Mark continued to stare up at the window, even after she’d gone. It was only when thirty children charged towards him from the front door that his attention was drawn elsewhere. A tentative smile came to his lips as he spotted the top of Oscar’s head. He watched as Oscar chatted animatedly to his companion – a boy he’d never seen before, but who looked like a good friend – with the intensity of an old man discussing politics over a malt whisky. Mark got a flash of the man inside the boy and felt a lunge of love. He felt an impatience for the future and longing for the past at the same time. Then Oscar spotted him, grinned and raced over. They hugged a loose-limbed boyish hug and then Oscar moved away – too soon, it was always too soon – discarded his schoolbag into his dad’s arms, and fell into step beside him down the road. Mark felt a swell of pride.
Nicky sat in the empty classroom. She turned on her phone and checked it. No texts from Ally. She’d phone her tonight. She needed Ally’s take on Rob’s behaviour today. Was she imagining it, or had he declared a silent war? Then she slowly tidied her briefcase. She closed the door behind her and refused to glance into Rob’s room. She descended the stairs and, bracing herself, walked along to Miss James’s office.
‘Hi, Janet,’ she said to Miss James’s secretary. ‘Is she in?’
Janet looked up at her over her glasses.
‘Who? The cat’s mother?’
Nicky sighed. ‘Miss James.’
‘No. Miss James is not in. She has not been in all afternoon. She is at the latest assessment strategies meeting.’
Nicky frowned. ‘She’s been out all afternoon?’
‘Yes. You will note that that is why I specifically used the phrase “all afternoon”.’
‘She hasn’t had
any
meetings –
at all –
this afternoon?’
Janet gave an impatient sigh. ‘Not unless they were about the latest strategies meeting and at another school in the borough.’

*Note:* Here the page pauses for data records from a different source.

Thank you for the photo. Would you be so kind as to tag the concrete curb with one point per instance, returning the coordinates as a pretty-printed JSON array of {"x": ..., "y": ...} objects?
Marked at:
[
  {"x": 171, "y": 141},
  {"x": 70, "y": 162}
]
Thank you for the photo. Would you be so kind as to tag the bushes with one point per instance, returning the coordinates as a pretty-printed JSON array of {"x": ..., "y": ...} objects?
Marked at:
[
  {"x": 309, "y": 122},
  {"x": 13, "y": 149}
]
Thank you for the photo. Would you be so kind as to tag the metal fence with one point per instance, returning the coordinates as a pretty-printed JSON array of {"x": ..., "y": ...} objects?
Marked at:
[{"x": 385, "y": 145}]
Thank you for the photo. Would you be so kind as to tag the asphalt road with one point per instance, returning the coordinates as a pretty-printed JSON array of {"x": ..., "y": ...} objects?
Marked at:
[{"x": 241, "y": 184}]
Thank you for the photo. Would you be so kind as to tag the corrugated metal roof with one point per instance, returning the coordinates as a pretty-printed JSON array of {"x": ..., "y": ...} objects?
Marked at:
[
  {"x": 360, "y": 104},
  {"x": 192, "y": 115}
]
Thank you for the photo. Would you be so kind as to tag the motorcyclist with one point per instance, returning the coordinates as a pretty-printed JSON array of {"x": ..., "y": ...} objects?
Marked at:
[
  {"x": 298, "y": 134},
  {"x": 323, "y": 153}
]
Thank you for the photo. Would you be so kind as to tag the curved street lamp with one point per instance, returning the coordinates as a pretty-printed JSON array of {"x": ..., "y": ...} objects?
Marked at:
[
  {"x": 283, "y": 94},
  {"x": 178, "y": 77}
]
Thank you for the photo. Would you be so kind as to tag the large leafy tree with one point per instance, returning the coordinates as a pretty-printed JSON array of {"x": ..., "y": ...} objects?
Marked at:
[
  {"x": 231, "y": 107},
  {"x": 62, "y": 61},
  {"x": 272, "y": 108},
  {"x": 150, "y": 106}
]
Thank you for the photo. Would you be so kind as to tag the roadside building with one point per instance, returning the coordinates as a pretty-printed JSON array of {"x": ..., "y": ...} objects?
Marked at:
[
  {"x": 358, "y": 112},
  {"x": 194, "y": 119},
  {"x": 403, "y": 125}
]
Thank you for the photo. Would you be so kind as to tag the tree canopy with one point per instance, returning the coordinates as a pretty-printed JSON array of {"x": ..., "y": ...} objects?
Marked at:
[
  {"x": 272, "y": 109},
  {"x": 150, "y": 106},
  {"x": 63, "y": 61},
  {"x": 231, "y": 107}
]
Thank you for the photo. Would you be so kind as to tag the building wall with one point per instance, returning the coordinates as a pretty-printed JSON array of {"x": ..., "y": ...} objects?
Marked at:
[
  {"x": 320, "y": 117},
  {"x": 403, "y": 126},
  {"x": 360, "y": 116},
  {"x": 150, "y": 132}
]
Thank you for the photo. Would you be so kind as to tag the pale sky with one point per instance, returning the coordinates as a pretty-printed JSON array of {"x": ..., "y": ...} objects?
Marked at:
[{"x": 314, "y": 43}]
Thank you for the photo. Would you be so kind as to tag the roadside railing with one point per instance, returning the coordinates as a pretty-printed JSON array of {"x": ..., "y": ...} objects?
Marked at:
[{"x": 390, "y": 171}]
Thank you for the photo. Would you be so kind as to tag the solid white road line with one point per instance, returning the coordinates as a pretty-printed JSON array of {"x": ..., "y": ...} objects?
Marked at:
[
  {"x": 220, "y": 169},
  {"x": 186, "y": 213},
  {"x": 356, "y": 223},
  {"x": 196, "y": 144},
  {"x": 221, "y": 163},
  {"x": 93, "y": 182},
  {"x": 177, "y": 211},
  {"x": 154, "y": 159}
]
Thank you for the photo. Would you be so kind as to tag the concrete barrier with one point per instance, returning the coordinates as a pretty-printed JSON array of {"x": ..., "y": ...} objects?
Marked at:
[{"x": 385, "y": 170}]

‘Right, thanks,’ said Nicky.
‘Oh,’ muttered Janet, getting back to her work, ‘
de nada
.’
It was only on her way home that Nicky realised two things: one, that Miss James would be presenting the hours of work she had been delegated to do on the subject of individual teacher’s assessments; and two, she wished she’d been invited to attend.
‘So,’ continued Oscar, beside his dad, ‘I played my king and it was checkmate.’
‘That’s great, Osc –’
‘We find out what parts we’ve got tomorrow!’
‘What for?’
‘
The Celebrity X-Factor Nativity Play
. Miss Hobbs said she’s decided after watching us in drama. I want to be Ali G singing “Away in da Manger”.’
‘Do you?’ Mark laughed. ‘Brilliant! I didn’t know you liked performing.’
Oscar shrugged. ‘It’ll be fun. Miss Hobbs is directing.’ He turned to his dad and spoke as Ali G. ‘Is it ’cos I is de Son of God?’ he asked, in a perfect accent, and when his dad laughed, continued until they got home.